Le campagne di influencer marketing offrono, moltissime opzioni in termini di formati e piattaforme: gli influencers sono ormai attivi in ogni social network, da Facebook, passando per Instagram, Twitter, Snapchat, Pinterest, Tumblr, fino ad arrivare a Youtube. Per questo ogni business ha la possibilità di esplorare la piattaforma e il format che fa al caso proprio.

L’exploit recente delle stories, specialmente su Instagram, ha rivoluzionato il panorama delle campagne influencer. Con l’utilizzo delle stories, gli influencers hanno la possibilità di fornire dei contenuti più autentici che appaiono, agli occhi dei followers, come uno spaccato di vita quotidiana, e che si distaccano dalla pura idea promozionale.

Ma, come già detto, le piattaforme sulle quali gli influencers possono promuovere prodotti terzi sono multiple. Ogni influencer ha però un approccio “unico” al prodotto, quindi emerge la possibilità di differenziare il proprio messaggio e raggiungere più nicchie di mercato.

Le campagne di influencer marketing permettono un approccio che si distacca dai classici native o display advertising.
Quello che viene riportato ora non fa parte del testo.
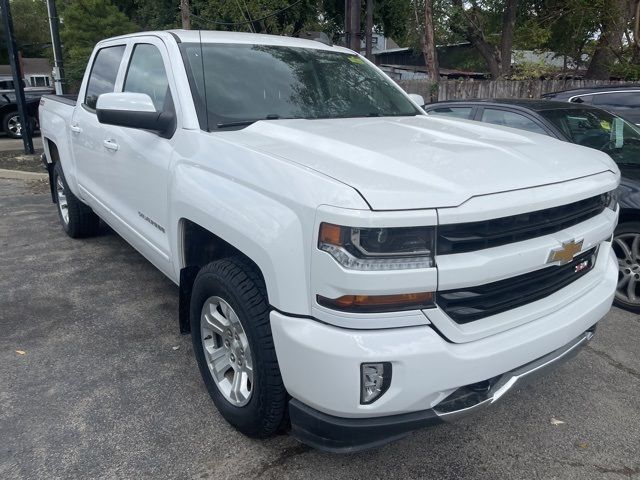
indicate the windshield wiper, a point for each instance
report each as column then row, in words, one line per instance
column 244, row 123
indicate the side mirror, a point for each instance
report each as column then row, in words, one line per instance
column 417, row 99
column 134, row 110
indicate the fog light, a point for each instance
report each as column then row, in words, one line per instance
column 375, row 379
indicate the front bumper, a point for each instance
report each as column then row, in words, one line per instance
column 320, row 363
column 336, row 434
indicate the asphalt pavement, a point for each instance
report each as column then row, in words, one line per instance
column 97, row 382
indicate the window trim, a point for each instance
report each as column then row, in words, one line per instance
column 93, row 64
column 129, row 58
column 527, row 115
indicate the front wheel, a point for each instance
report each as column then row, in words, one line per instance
column 12, row 125
column 626, row 245
column 234, row 348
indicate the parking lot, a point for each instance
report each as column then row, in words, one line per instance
column 97, row 382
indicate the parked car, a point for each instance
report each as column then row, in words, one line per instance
column 591, row 127
column 345, row 262
column 11, row 124
column 623, row 101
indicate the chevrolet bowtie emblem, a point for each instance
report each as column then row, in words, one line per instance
column 565, row 253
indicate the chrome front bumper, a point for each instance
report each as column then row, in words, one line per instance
column 471, row 398
column 338, row 434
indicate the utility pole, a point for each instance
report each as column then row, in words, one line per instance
column 17, row 77
column 186, row 14
column 347, row 23
column 354, row 25
column 369, row 30
column 54, row 21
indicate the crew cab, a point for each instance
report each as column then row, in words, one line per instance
column 347, row 264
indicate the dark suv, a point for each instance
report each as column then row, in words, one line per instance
column 588, row 126
column 622, row 100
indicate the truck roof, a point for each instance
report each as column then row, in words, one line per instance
column 214, row 36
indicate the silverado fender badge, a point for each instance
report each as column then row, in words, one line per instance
column 565, row 254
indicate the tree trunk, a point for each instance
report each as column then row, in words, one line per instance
column 506, row 42
column 614, row 20
column 429, row 43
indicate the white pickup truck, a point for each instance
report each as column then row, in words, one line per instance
column 347, row 264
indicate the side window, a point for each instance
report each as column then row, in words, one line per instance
column 146, row 74
column 457, row 112
column 511, row 119
column 588, row 99
column 103, row 74
column 618, row 100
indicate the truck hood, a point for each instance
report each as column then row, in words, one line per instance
column 399, row 163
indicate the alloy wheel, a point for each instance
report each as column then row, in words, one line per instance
column 227, row 351
column 14, row 125
column 627, row 249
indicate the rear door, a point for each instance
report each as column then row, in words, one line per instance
column 139, row 160
column 87, row 134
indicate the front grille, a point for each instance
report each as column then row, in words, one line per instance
column 468, row 237
column 473, row 303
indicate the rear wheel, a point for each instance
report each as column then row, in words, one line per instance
column 626, row 245
column 76, row 218
column 234, row 348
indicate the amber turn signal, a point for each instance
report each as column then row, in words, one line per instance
column 330, row 234
column 378, row 303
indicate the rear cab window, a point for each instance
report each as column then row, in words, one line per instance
column 618, row 99
column 457, row 112
column 104, row 72
column 506, row 118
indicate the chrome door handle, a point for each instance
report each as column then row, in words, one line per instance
column 110, row 144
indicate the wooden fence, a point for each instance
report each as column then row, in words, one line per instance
column 469, row 88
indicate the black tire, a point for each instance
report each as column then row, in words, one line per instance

Infatti questo tipo di campagne riesce allo stesso tempo a combinare user acquisition, brand awareness e anche creazione di content che può essere riutilizzato su blog o social media.
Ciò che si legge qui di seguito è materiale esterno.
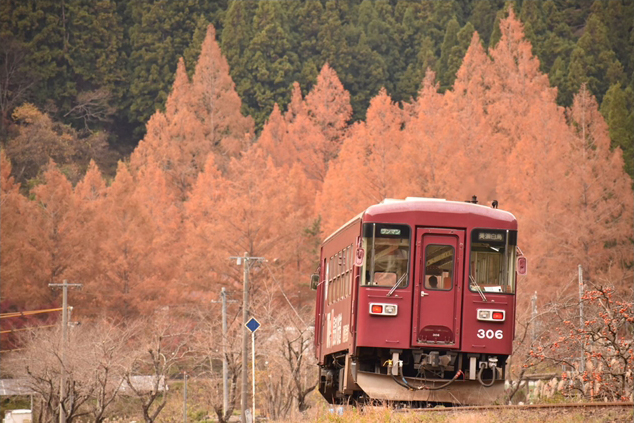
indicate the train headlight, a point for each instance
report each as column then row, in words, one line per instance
column 491, row 315
column 498, row 315
column 384, row 309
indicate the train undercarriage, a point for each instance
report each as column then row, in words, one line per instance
column 418, row 377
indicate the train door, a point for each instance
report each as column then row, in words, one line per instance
column 438, row 287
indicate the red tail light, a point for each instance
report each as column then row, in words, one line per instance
column 377, row 308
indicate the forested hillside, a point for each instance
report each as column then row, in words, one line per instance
column 203, row 185
column 95, row 72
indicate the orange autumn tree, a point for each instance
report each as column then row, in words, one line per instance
column 128, row 285
column 89, row 198
column 255, row 208
column 312, row 129
column 435, row 163
column 328, row 105
column 597, row 232
column 60, row 235
column 201, row 117
column 217, row 104
column 24, row 281
column 173, row 138
column 369, row 167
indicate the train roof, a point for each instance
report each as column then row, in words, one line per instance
column 435, row 205
column 429, row 205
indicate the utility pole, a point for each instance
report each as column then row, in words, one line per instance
column 64, row 286
column 534, row 316
column 582, row 361
column 225, row 366
column 185, row 398
column 245, row 260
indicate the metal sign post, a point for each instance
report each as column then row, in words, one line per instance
column 253, row 325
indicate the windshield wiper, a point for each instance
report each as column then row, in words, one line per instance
column 474, row 283
column 398, row 282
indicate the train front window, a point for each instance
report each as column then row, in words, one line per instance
column 387, row 255
column 492, row 263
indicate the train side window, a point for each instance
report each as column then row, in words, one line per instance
column 387, row 249
column 331, row 281
column 349, row 276
column 492, row 261
column 439, row 266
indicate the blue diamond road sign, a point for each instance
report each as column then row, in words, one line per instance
column 252, row 324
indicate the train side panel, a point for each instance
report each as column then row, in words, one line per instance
column 338, row 291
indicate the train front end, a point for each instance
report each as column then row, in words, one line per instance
column 431, row 316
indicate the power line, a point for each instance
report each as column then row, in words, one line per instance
column 29, row 328
column 28, row 313
column 284, row 294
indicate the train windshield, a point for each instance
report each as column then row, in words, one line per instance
column 492, row 264
column 387, row 255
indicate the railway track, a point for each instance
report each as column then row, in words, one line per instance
column 561, row 406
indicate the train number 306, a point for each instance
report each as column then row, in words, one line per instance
column 490, row 334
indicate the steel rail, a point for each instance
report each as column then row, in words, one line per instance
column 521, row 407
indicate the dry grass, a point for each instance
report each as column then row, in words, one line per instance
column 388, row 415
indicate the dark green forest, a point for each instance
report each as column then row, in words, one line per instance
column 103, row 67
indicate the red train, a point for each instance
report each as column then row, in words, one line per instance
column 416, row 302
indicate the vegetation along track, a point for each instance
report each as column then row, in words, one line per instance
column 587, row 411
column 579, row 405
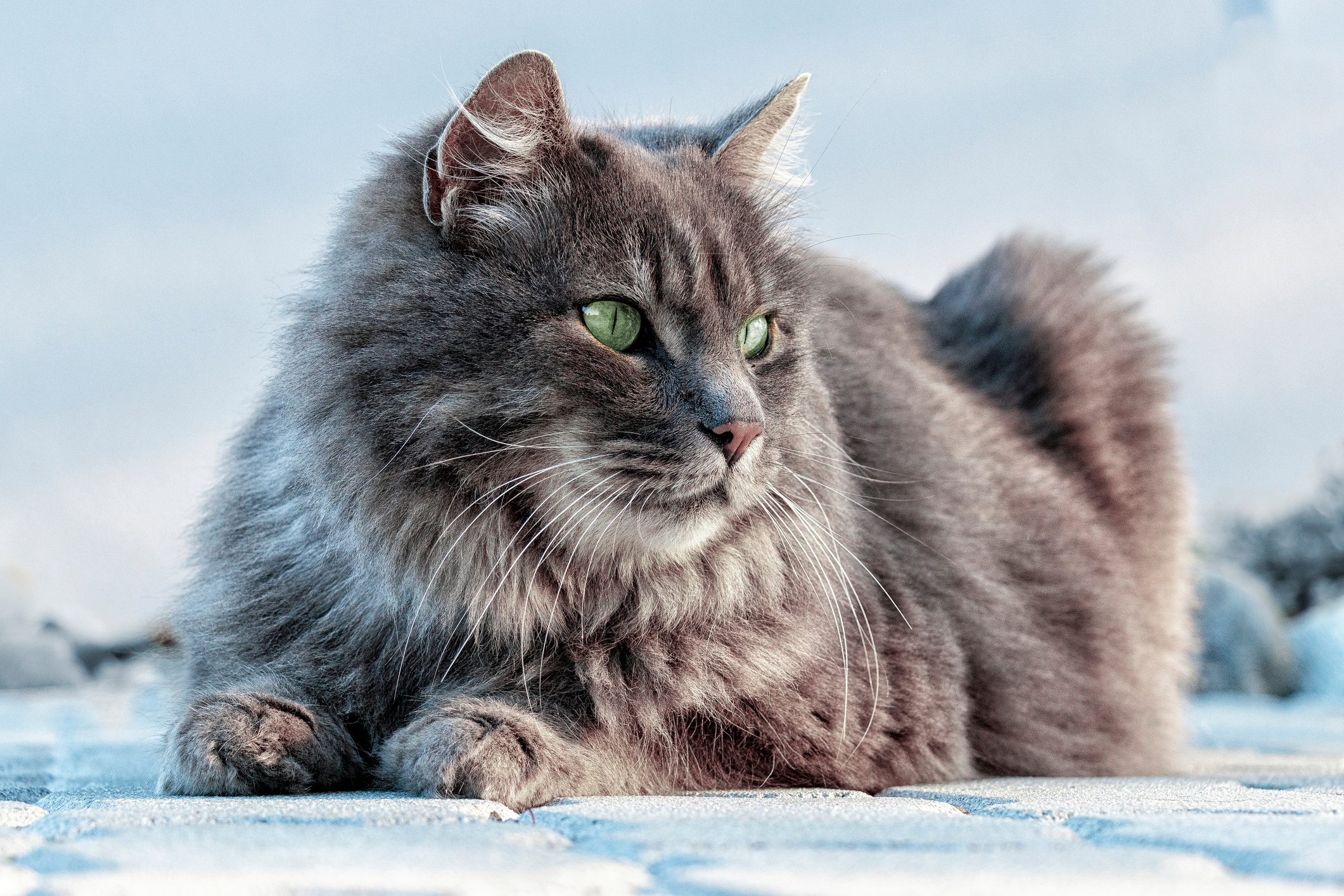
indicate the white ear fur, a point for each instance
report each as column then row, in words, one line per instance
column 496, row 136
column 768, row 146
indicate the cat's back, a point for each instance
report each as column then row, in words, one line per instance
column 1016, row 442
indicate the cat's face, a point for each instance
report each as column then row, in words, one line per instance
column 612, row 340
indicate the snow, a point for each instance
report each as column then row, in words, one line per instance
column 1317, row 637
column 1261, row 812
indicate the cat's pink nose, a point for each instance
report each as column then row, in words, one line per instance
column 739, row 435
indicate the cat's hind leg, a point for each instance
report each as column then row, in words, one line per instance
column 236, row 743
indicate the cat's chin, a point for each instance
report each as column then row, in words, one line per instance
column 675, row 532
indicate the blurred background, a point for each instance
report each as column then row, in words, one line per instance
column 169, row 170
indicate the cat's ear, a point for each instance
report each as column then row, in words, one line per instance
column 764, row 139
column 497, row 136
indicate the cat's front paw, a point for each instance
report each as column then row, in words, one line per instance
column 237, row 745
column 479, row 748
Agenzia o contatto diretto?

Esistono due opzioni per gestire campagne di influencer marketing: il primo è servirsi di una delle tante agenzie che gestiscono influencers, il secondo è di andare alla ricerca degli influencers che si addicono di più al proprio business e contattarli singolarmente.

Va detto comunque che sempre più influencers, soprattutto quelli più grandi, si affiliano ad agenzie per gestire i loro “spazi” pubblicitari.
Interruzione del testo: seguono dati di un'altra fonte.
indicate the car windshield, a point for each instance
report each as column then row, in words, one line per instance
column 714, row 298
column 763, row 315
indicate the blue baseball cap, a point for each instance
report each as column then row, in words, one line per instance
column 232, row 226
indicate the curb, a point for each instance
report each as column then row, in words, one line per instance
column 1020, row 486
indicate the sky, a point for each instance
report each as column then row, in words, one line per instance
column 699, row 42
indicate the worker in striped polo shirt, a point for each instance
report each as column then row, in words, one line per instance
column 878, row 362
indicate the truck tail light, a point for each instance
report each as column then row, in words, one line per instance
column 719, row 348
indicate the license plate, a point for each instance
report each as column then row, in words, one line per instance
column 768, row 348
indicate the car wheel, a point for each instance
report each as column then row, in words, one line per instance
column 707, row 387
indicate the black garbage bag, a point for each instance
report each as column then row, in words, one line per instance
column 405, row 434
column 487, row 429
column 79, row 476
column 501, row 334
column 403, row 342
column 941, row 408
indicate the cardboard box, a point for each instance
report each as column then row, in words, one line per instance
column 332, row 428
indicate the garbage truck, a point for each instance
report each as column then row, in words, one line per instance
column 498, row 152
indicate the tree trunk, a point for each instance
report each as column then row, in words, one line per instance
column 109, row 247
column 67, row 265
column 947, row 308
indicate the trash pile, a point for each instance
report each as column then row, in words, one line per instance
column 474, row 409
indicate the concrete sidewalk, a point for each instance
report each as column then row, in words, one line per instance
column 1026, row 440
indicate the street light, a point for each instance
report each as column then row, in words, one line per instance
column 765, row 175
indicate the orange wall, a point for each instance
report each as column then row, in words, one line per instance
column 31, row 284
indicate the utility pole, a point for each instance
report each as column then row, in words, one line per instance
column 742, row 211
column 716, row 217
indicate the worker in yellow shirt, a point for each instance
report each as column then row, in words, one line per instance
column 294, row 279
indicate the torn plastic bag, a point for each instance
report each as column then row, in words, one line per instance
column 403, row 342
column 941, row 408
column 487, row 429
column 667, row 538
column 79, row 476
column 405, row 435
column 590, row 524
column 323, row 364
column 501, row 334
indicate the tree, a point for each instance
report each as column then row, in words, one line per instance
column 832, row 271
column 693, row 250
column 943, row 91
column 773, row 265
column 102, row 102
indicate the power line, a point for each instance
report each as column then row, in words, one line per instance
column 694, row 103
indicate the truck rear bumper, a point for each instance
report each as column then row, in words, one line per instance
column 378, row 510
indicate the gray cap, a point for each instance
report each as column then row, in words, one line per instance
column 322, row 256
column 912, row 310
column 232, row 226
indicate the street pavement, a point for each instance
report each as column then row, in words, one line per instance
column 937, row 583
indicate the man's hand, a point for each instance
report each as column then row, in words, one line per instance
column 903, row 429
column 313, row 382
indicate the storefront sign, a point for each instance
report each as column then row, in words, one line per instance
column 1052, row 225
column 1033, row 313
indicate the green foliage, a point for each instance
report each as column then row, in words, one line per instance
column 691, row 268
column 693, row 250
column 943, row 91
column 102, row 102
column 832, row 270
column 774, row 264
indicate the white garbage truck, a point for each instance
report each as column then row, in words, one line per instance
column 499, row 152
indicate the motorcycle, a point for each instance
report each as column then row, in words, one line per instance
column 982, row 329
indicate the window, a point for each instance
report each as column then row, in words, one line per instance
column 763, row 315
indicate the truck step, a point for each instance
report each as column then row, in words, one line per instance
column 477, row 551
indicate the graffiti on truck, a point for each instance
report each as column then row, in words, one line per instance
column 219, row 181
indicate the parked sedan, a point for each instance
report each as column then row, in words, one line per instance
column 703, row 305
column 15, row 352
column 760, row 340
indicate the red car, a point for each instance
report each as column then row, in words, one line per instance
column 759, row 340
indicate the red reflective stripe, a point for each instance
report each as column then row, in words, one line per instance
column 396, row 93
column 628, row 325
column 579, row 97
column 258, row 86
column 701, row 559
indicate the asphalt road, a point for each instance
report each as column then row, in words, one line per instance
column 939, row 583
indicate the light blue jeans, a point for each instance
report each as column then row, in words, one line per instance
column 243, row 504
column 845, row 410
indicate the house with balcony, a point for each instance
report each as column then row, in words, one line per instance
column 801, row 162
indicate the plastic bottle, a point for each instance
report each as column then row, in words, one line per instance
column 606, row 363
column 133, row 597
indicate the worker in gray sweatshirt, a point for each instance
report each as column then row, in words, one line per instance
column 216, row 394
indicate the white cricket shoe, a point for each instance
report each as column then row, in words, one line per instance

Se riuscite però a contattare gli influencers senza usufruire di un’agenzia ci sono vari benefits, tra cui la possibilità di accordarsi su base performance (pagamento di corrispettivo per download, anziché per post o video).

Macro e Micro-Influencers.

Con il passare del tempo si è creata una distinzione tra macro influencers ( più di 500K followers) e micro influencer.

Definizione degli Influencers in base ai followers

Recentemente molte aziende di dimensione medio-piccola hanno iniziato a concentrarsi su campagne di micro-influencers, le quali risultano più economiche, più facili da gestire, e capaci di raggiungere nicchie di mercato più specifiche.

Allo stesso tempo lavorare con multipli micro-influencers richiede più tempo e risorse, specialmente se non si ricorre ad agenzie, sia per la ricerca che per il tracking.

Come misurare le campagne di influencer marketing.

A proposito di tracking: analizzare i risultati delle campagne di influencer marketing può risultare complicato, soprattutto se non si dispone di un MMP – Mobile Measurement Partner come Adjust, Appslfyer, Tune, Kochava etc (Leggi l’articolo sull’importanza di implementare un MMP).

Qualora abbiate a disposizione un MMP, il modo migliore di tracciare una campagna influencer è di fornire ogni singolo influencer con uno specifico tracking link, così da vedere gli effettivi risultati portati, in termini di downloads, acquisti, etc.

A volte però il tracking link non è abbastanza, poiché non in tutte le piattaforme social è possibile fare link-out (per esempio sui post di Instagram). Quindi qualora si effettuino campagne di influencer marketing è necessario anche controllare se ci sono aumenti nel normale livello di downloads organici.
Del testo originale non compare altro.